Anyway Marta Guasch-Ferré and colleagues analyzed data from this same cohort of Spaniards from the PREDIMED trial and reported in mid-July that those people eating 3 or more one ounce servings of walnuts a week had a 64% reduced risk of dying during the nearly 5 years the study lasted. While all nuts appeared to be beneficial, walnuts had by far the most effect. Why? The theory is that walnuts are one of the few nuts that we eat with the skin still on. The thought is that some phytonutrient in the nut skin is responsible for the impact.
Here we've been thinking it is all about the fats we consume. Instead it's the little tiny things found in extra virgin olive oil and walnut skins.
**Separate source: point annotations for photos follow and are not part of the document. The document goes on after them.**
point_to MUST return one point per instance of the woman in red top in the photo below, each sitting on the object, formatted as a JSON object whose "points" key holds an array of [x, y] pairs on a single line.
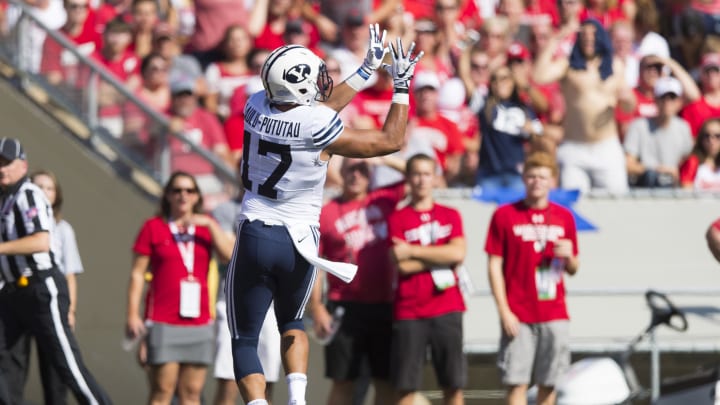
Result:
{"points": [[176, 245], [701, 170]]}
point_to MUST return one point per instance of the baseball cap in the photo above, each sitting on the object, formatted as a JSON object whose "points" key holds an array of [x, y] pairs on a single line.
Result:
{"points": [[354, 18], [182, 84], [426, 79], [518, 51], [11, 149], [666, 85], [163, 31], [710, 60], [425, 25]]}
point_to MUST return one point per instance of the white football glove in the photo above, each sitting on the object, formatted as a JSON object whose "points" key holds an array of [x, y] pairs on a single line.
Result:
{"points": [[376, 50], [403, 66]]}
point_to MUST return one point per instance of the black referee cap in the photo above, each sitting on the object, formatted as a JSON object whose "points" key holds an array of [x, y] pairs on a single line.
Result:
{"points": [[11, 149]]}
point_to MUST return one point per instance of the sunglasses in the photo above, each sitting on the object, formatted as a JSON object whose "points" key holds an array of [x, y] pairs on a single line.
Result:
{"points": [[178, 190], [655, 66]]}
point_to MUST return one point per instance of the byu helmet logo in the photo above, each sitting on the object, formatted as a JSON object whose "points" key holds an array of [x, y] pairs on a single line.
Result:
{"points": [[297, 73]]}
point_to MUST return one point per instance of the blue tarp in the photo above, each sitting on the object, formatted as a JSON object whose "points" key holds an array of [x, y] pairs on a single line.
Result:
{"points": [[566, 198]]}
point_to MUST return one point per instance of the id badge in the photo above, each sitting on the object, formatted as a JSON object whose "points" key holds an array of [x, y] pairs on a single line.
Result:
{"points": [[443, 278], [546, 281], [189, 298]]}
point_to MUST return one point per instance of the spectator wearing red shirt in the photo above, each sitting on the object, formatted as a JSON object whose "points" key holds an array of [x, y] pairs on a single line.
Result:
{"points": [[111, 9], [701, 170], [59, 65], [201, 128], [124, 65], [651, 68], [606, 14], [229, 73], [530, 244], [353, 229], [712, 236], [269, 20], [429, 125], [116, 54], [176, 246], [709, 105], [437, 57], [428, 244], [145, 18]]}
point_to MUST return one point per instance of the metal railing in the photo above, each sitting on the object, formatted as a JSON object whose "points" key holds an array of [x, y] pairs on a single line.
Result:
{"points": [[115, 116]]}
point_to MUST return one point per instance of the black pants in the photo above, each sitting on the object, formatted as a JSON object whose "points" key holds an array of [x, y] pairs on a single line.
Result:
{"points": [[41, 309], [16, 371]]}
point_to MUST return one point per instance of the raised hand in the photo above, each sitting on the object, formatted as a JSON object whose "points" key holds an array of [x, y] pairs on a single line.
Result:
{"points": [[403, 66], [376, 49]]}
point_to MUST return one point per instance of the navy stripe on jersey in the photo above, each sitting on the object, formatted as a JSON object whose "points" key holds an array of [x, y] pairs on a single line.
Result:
{"points": [[329, 133]]}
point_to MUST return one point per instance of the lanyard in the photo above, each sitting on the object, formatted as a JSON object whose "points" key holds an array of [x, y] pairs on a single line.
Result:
{"points": [[8, 203], [186, 245]]}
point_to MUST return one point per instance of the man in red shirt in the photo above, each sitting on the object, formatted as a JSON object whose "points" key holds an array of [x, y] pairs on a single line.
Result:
{"points": [[709, 105], [713, 239], [59, 65], [428, 244], [353, 228], [651, 68], [430, 126], [530, 244]]}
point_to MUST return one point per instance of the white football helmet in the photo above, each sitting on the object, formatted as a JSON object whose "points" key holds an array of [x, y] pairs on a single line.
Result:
{"points": [[293, 74]]}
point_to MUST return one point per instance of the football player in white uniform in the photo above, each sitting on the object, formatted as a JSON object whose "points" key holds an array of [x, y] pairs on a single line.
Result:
{"points": [[292, 129]]}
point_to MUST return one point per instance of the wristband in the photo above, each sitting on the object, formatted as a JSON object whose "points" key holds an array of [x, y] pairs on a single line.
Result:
{"points": [[357, 80], [401, 98]]}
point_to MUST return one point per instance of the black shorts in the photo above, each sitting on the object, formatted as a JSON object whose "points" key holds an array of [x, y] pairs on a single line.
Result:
{"points": [[443, 335], [364, 338]]}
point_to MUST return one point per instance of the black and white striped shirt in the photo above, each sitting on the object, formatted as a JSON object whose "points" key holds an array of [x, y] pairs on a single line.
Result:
{"points": [[24, 210]]}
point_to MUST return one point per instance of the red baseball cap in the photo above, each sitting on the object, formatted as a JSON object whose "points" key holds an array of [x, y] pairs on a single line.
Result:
{"points": [[518, 51]]}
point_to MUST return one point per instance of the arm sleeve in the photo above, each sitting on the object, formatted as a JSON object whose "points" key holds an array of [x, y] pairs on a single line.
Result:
{"points": [[143, 241], [71, 260], [328, 127], [494, 241]]}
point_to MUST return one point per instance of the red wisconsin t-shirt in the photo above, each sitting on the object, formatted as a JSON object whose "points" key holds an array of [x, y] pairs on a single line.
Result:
{"points": [[514, 231], [356, 231], [416, 296], [443, 134], [697, 112], [162, 303]]}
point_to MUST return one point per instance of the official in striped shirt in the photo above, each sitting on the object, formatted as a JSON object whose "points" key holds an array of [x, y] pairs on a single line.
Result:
{"points": [[33, 292]]}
Who would have thought this?
Thus in my mind I've been going over the AANP conference, thinking about the little things, the tiny things, the ones we don't think to notice, that made it the best AANP conference I've ever been to.
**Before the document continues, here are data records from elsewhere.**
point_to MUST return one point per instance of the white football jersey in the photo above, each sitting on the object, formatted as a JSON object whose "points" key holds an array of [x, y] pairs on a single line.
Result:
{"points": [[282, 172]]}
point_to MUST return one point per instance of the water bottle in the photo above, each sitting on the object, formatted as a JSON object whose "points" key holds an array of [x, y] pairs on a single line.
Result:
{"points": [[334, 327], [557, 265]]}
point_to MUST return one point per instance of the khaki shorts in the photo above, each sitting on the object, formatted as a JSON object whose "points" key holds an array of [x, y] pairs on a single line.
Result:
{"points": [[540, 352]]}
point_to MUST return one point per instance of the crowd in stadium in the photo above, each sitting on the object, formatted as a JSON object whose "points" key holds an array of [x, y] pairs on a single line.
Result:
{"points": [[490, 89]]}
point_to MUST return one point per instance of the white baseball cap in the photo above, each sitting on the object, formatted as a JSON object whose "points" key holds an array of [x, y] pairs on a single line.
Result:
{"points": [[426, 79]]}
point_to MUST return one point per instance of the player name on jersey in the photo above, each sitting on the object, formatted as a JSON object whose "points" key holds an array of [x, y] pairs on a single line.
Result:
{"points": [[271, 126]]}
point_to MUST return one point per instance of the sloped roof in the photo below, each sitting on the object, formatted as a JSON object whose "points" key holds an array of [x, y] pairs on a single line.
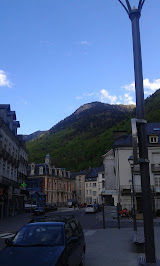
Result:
{"points": [[94, 172]]}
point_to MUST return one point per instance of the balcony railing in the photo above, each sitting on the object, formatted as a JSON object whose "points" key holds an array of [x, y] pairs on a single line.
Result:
{"points": [[137, 189]]}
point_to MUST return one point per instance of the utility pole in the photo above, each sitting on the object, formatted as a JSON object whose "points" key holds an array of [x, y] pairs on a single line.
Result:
{"points": [[134, 15]]}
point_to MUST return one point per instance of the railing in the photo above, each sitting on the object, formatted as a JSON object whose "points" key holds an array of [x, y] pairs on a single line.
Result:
{"points": [[137, 189]]}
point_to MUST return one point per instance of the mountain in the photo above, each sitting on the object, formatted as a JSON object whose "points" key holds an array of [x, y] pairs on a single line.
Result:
{"points": [[80, 140], [34, 135]]}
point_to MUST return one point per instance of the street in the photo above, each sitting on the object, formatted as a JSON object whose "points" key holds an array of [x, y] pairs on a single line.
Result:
{"points": [[110, 244], [89, 221]]}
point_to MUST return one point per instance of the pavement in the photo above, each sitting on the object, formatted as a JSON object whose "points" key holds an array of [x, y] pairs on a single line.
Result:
{"points": [[104, 247]]}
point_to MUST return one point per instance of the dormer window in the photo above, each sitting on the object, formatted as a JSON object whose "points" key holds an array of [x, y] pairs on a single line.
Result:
{"points": [[153, 139]]}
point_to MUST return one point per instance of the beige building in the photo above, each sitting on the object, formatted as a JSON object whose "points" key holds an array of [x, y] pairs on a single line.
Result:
{"points": [[13, 162], [55, 183], [94, 184], [79, 186], [118, 172]]}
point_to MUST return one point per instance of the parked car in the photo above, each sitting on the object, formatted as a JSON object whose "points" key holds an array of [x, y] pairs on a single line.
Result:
{"points": [[30, 207], [90, 208], [46, 241], [125, 214], [39, 211]]}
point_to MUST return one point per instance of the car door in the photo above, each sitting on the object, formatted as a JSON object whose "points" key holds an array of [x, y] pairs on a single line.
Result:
{"points": [[73, 244]]}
Granted the continuing education lectures were good, and I may for the first time in years purchase a few of them. I want to watch Matt Baral do his amazing lecture again. I may also get a copy of Mark Davis's poop lecture, just so a dozen years from now I can share a copy with people and say 'remember when he was just starting?' I think he's a young doctor who is going somewhere. But it's the little things that I'm searching for in my mind, the things that really made a difference.
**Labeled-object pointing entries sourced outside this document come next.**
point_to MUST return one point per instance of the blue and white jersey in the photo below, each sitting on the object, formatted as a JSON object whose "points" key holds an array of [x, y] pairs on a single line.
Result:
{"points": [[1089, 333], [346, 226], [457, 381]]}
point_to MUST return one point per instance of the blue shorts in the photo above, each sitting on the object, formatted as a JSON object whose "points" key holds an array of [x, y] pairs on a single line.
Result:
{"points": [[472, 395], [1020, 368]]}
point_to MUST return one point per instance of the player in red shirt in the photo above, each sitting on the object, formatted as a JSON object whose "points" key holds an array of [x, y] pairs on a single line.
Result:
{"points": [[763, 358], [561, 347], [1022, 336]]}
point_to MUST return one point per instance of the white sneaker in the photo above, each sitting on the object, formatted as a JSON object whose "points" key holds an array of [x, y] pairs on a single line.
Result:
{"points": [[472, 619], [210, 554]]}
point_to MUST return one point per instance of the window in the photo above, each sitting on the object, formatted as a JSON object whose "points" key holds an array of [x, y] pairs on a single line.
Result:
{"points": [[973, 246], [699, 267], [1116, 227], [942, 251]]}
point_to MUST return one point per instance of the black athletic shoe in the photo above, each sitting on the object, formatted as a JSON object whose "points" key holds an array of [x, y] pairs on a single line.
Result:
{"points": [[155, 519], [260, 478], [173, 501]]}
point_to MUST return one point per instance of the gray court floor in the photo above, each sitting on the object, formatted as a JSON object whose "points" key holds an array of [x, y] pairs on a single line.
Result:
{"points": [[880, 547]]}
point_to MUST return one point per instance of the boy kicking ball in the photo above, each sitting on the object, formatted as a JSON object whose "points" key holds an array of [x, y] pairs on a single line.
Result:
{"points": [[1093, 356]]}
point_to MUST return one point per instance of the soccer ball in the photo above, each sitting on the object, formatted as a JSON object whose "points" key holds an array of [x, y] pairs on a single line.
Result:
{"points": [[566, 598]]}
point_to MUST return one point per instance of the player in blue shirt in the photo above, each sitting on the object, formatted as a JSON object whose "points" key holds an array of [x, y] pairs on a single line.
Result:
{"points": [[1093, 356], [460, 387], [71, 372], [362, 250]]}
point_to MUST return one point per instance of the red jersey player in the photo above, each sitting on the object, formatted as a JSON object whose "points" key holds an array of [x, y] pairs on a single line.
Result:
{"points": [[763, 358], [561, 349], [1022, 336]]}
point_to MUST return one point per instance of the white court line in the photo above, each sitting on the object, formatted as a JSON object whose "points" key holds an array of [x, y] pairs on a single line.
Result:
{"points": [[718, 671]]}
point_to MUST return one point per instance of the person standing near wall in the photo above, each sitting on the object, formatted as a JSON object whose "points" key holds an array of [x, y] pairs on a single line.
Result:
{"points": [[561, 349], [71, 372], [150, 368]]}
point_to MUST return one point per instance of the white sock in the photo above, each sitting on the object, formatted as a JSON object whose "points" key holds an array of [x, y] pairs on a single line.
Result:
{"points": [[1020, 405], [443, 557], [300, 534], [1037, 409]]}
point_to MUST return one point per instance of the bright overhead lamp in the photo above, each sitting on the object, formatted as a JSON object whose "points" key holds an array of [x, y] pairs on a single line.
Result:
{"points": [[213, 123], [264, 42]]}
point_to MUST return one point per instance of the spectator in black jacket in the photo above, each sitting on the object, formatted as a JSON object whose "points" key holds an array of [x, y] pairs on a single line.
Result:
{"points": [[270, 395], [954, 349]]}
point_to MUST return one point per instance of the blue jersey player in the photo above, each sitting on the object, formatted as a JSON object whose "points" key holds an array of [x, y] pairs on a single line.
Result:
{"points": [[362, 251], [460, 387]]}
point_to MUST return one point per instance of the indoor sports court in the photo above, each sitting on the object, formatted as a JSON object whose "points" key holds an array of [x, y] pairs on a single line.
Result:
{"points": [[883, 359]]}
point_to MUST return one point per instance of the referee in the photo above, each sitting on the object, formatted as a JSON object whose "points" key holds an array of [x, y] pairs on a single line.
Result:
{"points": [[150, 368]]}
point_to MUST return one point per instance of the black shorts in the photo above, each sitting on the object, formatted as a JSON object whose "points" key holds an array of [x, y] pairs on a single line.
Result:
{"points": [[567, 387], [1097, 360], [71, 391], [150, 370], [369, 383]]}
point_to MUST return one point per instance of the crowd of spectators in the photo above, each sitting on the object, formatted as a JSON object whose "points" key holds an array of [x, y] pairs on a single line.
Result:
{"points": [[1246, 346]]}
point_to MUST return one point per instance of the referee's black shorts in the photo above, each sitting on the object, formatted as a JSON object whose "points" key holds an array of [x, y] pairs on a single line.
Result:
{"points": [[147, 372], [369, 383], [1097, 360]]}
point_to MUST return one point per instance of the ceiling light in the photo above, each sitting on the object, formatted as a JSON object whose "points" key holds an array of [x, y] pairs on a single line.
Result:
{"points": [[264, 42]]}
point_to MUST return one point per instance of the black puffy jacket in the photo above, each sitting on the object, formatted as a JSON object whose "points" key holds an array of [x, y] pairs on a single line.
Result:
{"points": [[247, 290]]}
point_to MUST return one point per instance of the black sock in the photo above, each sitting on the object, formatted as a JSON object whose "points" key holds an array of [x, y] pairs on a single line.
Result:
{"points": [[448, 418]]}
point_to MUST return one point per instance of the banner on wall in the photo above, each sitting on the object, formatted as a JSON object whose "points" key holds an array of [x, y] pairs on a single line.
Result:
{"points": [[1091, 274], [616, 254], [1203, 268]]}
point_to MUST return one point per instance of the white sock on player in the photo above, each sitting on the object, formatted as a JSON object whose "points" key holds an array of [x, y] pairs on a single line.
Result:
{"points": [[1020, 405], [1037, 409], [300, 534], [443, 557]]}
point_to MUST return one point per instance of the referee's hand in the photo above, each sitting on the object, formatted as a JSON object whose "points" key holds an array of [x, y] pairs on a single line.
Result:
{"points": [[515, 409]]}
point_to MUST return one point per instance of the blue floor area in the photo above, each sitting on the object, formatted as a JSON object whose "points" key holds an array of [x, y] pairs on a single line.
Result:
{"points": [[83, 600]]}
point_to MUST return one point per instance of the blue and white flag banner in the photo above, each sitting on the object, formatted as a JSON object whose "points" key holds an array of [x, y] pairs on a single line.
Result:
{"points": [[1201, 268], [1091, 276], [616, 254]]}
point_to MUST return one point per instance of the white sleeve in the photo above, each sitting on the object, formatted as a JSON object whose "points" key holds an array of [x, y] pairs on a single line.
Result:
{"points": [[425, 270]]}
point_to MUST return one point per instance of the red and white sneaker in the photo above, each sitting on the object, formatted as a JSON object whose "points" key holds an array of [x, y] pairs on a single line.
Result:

I confess it was a sheer joy after a summer in Denver to sleep with our windows and balcony door wide open, snug under a down quilt. It was seeing a coyote early one morning down by the river. I think of the wild roses still wet from nighttime rain as I walked the dog all too early one morning. It was something that happened during the herb walks that I have yet to find words for. What would the proper term be for a group of naturopaths touching plants? You know that whole lexicon of curious terms used to describe collections of the same animal? A judgment of owls I think is an example, or is crows? Well, I think the term should be 'a charm of naturopaths.'
There is something magic about our profession that we often fail to admit to. The memory of the conference that sticks out the most was during the "President's Reception." While everyone else was apparently taking advantage of their free drink tickets while wearing their cheap party store cowboy hats, I sat by the lake at a table with Jim Lemkin, Charlie Cropley and Ruth Adele. Somehow we started sharing our individual stories of how we ended up at naturopathic school. These are too personal to share in a public forum like this but there was a common denominator to each of our stories. The realization that this was our profession occurred in an instant, in some of our cases before we knew the profession or schools even existed. We were all individually struck by our own epiphanies, we had suddenly reached a cross road in our lives and in a moment saw a lifelong path open before us. While my sample size is small, n=4 only, I suspect that this experience is not uncommon, but rather is more common that we would guess. Though we talk of evidence based medicine and clinical trials, there is still something magical about who we are or is it what we do. For most of us this is still without question a calling and these stories only reinforced that image for me.
I recall speaking with a colleague briefly in the hotel lobby one morning. She had to stop me and say, "Jacob, waking up here this morning, my heart sings."
While magic may pervade the whole world, I can't help but feel that there is an inverse association between magic and concrete. The more urban a setting, the more concrete, glass and steel, the harder it is for us to find the magic in nature that powers our mission. Being in the heart of the Colorado Rockies brought us closer to that thing that called us to be naturopaths in the first place.
Was it the occasional butterfly or the hummingbird that shared our space? I'm not sure which tiny things made the difference, but this past conference for me was magical.
So I again wish to thank all of you for coming and also the AANP board that in 2011 agreed to select Keystone as our venue and to Rebecca Takemoto and her company for sharing my vision of where we would feel most at home.